|What is the NSFAS DHET Bursary Scheme?|
The role of the organisation is to provide financial aid to eligible students from poor and working-class families who would otherwise not be able to afford to study at South African TVET colleges and public universities. NSFAS assesses students for funding eligibility and ensures that qualifying students who are registered at public universities and colleges receive funding to support their studies, in line with policy, and in partnership with institutions.
NSFAS is also responsible for collecting student loan payments on loans provided before 2018, in order to replenish the available funds for future generations of students. In addition to the main bursary scheme for poor and working-class students, NSFAS also manage a number of other government bursaries including the Funza Lushaka Bursary for teachers. NSFAS manages a significant budget on behalf of government.
|What is a first time entrant (FTEN) into the university system?|
An FTEN is a person who has never been registered at any university in the system before, and is entering the university at an undergraduate level for the first time and for their first undergraduate qualification.
This person may have studied at a TVET college and been supported for that qualification before.
There is no age restriction on being an FTEN student. Anyone with the required academic background who is admitted to study in a public higher education institution and meets the criteria for financial assistance will receive funding.
|Who will be eligible for funding through the Bursary Scheme?|
From 2018 onwards, prospective South African FTEN university students who have received a firm offer of a space at, or confirmation of admission into, a public higher education institution and who meet the criteria for financial assistance as coming from a “poor and working class” family, will be eligible for funding.
Prospective students must be South African citizens to be eligible.
“Poor and working class” means that the prospective student comes from a family with a gross household income of up to R350 000 per annum.
|What will be covered by the bursary?|
All eligible students will be provided with a bursary that covers the actual cost of their tuition, plus a NSFAS determined allowance for prescribed learning materials.
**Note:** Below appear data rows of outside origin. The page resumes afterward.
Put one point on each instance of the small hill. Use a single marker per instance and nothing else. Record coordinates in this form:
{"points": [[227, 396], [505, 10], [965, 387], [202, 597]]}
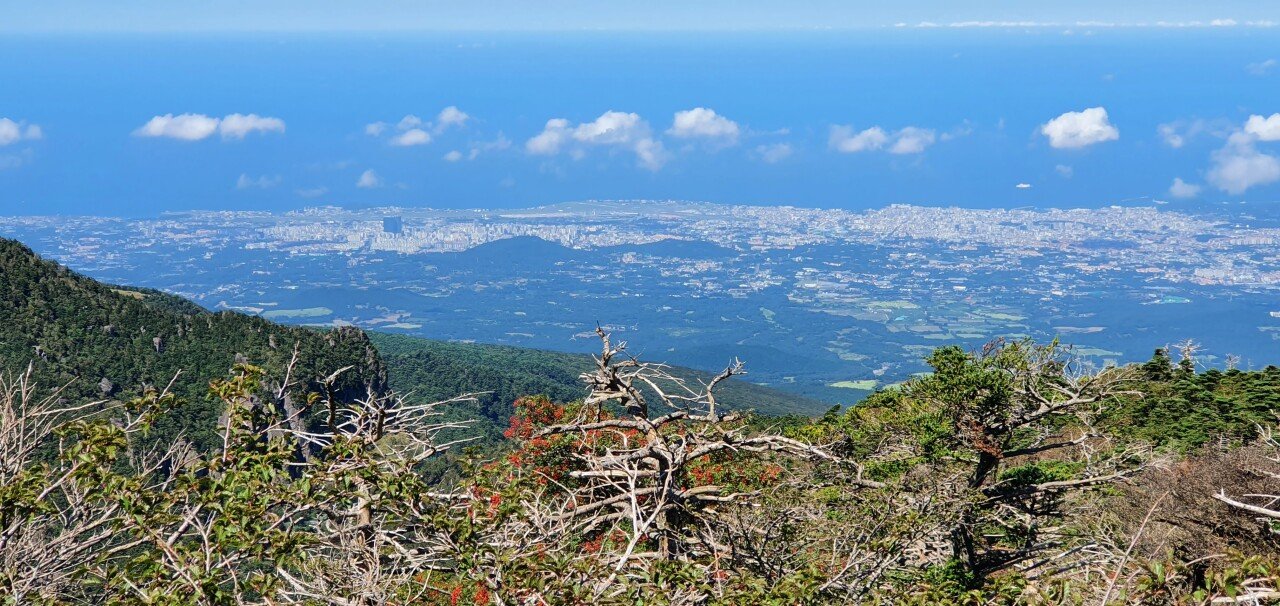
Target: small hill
{"points": [[106, 342]]}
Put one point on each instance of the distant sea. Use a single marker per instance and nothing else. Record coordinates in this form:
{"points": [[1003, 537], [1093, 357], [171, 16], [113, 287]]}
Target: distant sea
{"points": [[984, 94]]}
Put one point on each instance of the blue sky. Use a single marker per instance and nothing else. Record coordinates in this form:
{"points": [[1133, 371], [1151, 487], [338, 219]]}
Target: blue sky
{"points": [[63, 16], [122, 110]]}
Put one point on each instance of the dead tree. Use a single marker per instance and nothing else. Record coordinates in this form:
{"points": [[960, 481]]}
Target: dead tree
{"points": [[635, 443]]}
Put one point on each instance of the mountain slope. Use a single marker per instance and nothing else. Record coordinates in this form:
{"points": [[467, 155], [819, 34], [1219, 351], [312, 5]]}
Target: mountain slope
{"points": [[108, 342], [437, 369]]}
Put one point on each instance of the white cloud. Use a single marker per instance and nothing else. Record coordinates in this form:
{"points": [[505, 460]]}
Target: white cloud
{"points": [[912, 140], [237, 126], [650, 154], [617, 130], [451, 117], [12, 132], [369, 180], [195, 127], [1075, 130], [186, 127], [612, 128], [1182, 188], [551, 140], [773, 153], [844, 140], [264, 182], [704, 123], [411, 137], [908, 140], [1239, 165], [1261, 68], [1264, 128]]}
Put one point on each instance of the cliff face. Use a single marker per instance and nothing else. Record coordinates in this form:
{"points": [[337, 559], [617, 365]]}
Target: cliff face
{"points": [[108, 342]]}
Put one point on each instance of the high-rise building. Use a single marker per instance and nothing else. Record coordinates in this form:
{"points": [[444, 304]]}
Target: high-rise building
{"points": [[393, 224]]}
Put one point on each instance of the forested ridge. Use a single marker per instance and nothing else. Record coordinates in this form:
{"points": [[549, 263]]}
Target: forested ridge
{"points": [[1014, 474], [108, 342]]}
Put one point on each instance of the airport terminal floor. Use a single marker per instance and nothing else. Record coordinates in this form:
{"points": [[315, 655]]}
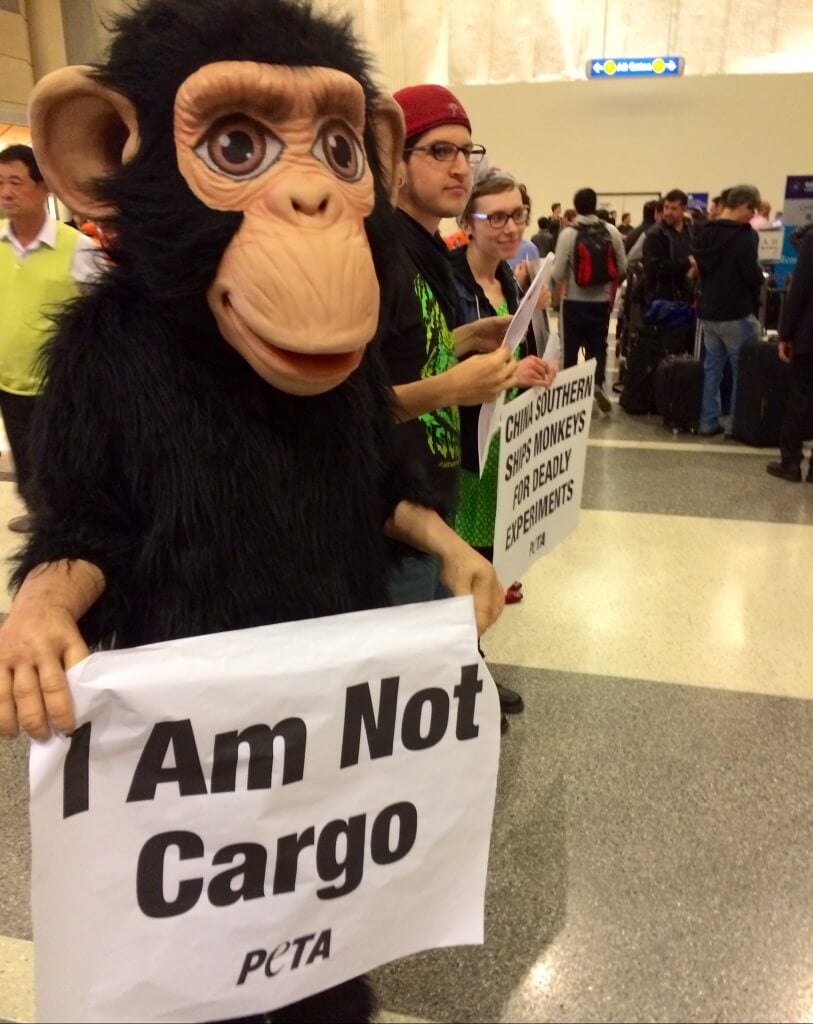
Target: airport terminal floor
{"points": [[650, 856]]}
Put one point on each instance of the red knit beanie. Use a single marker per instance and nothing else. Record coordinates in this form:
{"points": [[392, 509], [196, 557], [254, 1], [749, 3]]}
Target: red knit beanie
{"points": [[427, 107]]}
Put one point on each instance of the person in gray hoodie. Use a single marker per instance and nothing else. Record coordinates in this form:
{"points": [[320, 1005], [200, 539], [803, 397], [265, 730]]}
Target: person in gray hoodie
{"points": [[730, 279], [586, 308]]}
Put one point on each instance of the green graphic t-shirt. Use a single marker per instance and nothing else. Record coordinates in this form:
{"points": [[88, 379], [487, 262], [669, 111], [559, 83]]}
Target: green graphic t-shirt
{"points": [[418, 345]]}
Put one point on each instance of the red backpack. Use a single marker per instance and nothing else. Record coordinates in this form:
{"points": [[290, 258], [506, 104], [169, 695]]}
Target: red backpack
{"points": [[594, 256]]}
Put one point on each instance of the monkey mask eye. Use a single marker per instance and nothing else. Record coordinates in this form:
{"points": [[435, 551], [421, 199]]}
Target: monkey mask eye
{"points": [[340, 151], [239, 147]]}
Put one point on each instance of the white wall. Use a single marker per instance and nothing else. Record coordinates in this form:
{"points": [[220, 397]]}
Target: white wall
{"points": [[15, 75], [698, 134]]}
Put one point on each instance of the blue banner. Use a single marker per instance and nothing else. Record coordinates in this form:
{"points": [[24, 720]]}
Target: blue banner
{"points": [[797, 213], [634, 67]]}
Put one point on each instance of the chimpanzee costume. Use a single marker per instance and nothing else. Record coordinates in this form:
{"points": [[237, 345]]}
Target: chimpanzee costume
{"points": [[215, 484]]}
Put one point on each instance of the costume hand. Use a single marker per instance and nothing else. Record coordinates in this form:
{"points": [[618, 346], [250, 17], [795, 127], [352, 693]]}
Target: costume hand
{"points": [[533, 372], [482, 378], [38, 642], [463, 570], [480, 336]]}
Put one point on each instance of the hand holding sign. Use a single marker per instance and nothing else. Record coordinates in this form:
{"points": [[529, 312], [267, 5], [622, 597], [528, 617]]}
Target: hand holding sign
{"points": [[489, 414], [38, 641], [481, 378], [480, 336]]}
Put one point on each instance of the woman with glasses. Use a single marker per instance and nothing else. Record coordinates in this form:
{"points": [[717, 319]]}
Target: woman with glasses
{"points": [[495, 219]]}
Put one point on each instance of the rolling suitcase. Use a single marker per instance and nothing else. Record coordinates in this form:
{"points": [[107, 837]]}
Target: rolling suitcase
{"points": [[679, 392], [763, 381], [646, 351]]}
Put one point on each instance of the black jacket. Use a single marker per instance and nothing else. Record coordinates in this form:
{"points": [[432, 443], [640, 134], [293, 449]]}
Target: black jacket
{"points": [[730, 276], [473, 305], [667, 263], [797, 322]]}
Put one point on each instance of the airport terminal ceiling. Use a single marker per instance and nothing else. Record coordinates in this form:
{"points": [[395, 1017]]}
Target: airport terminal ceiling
{"points": [[493, 41]]}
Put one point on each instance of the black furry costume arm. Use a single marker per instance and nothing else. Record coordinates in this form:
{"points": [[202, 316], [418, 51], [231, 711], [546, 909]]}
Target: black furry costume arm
{"points": [[153, 435]]}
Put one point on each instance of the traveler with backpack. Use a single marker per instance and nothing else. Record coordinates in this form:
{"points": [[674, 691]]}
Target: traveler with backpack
{"points": [[591, 262], [669, 265]]}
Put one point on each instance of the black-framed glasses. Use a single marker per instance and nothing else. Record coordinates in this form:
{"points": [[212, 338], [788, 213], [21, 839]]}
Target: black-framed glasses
{"points": [[447, 152], [520, 216]]}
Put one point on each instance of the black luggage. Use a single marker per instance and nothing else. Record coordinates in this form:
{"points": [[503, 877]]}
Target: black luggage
{"points": [[648, 345], [679, 392], [646, 350], [763, 381]]}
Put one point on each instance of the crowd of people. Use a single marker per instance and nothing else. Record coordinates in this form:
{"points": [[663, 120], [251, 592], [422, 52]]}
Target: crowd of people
{"points": [[447, 312]]}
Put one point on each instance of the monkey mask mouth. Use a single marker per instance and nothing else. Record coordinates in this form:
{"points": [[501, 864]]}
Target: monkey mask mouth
{"points": [[287, 367]]}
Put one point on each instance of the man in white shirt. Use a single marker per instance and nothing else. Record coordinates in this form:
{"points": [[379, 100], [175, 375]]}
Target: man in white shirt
{"points": [[43, 264]]}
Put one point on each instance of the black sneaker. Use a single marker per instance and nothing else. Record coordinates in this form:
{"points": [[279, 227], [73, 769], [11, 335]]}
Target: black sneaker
{"points": [[510, 701], [602, 400], [785, 471]]}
The actual cost of tuition means the tuition fee for the specific programme that the student is registered for at an institution; these tuition fees differ depending on the field of study (e.g. engineering, medicine, art, history, etc.) and the institution attended.
|What is meant by ‘subsidised accredited accommodation and travel and/or subsistence’?|
DHET bursary students may be eligible for subsidised accredited accommodation and living costs including meals.
If a student is eligible, this will be awarded as part of the bursary.
Subsidised accredited accommodation and subsistence refers to the following: government provides the cost of accredited accommodation, meals and basic living requirements capped at a specific amount for those who require it based on the policy implemented at an institutional level.
Accommodation will be capped at defined institutional accommodation rates. Where meals are not included in the cost of accommodation, a separate standard allowance (determined by NSFAS) will be made available to cover food and basic necessities required to support the students’ studies. Accredited accommodation will be provided in terms of the university housing policy.
|What are the conditions attached to accepting a bursary?|
If a prospective student qualifies for a bursary, they will have to sign a contract with binding conditions.
Accepting DHET bursary funding will not require a beneficiary to pay back the funds in monetary terms. However, it does require that the beneficiary meets and maintains certain academic conditions/criteria.
Any graduate funded through the DHET Bursary scheme who wishes to emigrate to live in another country will be required to pay back the funds before they leave the country.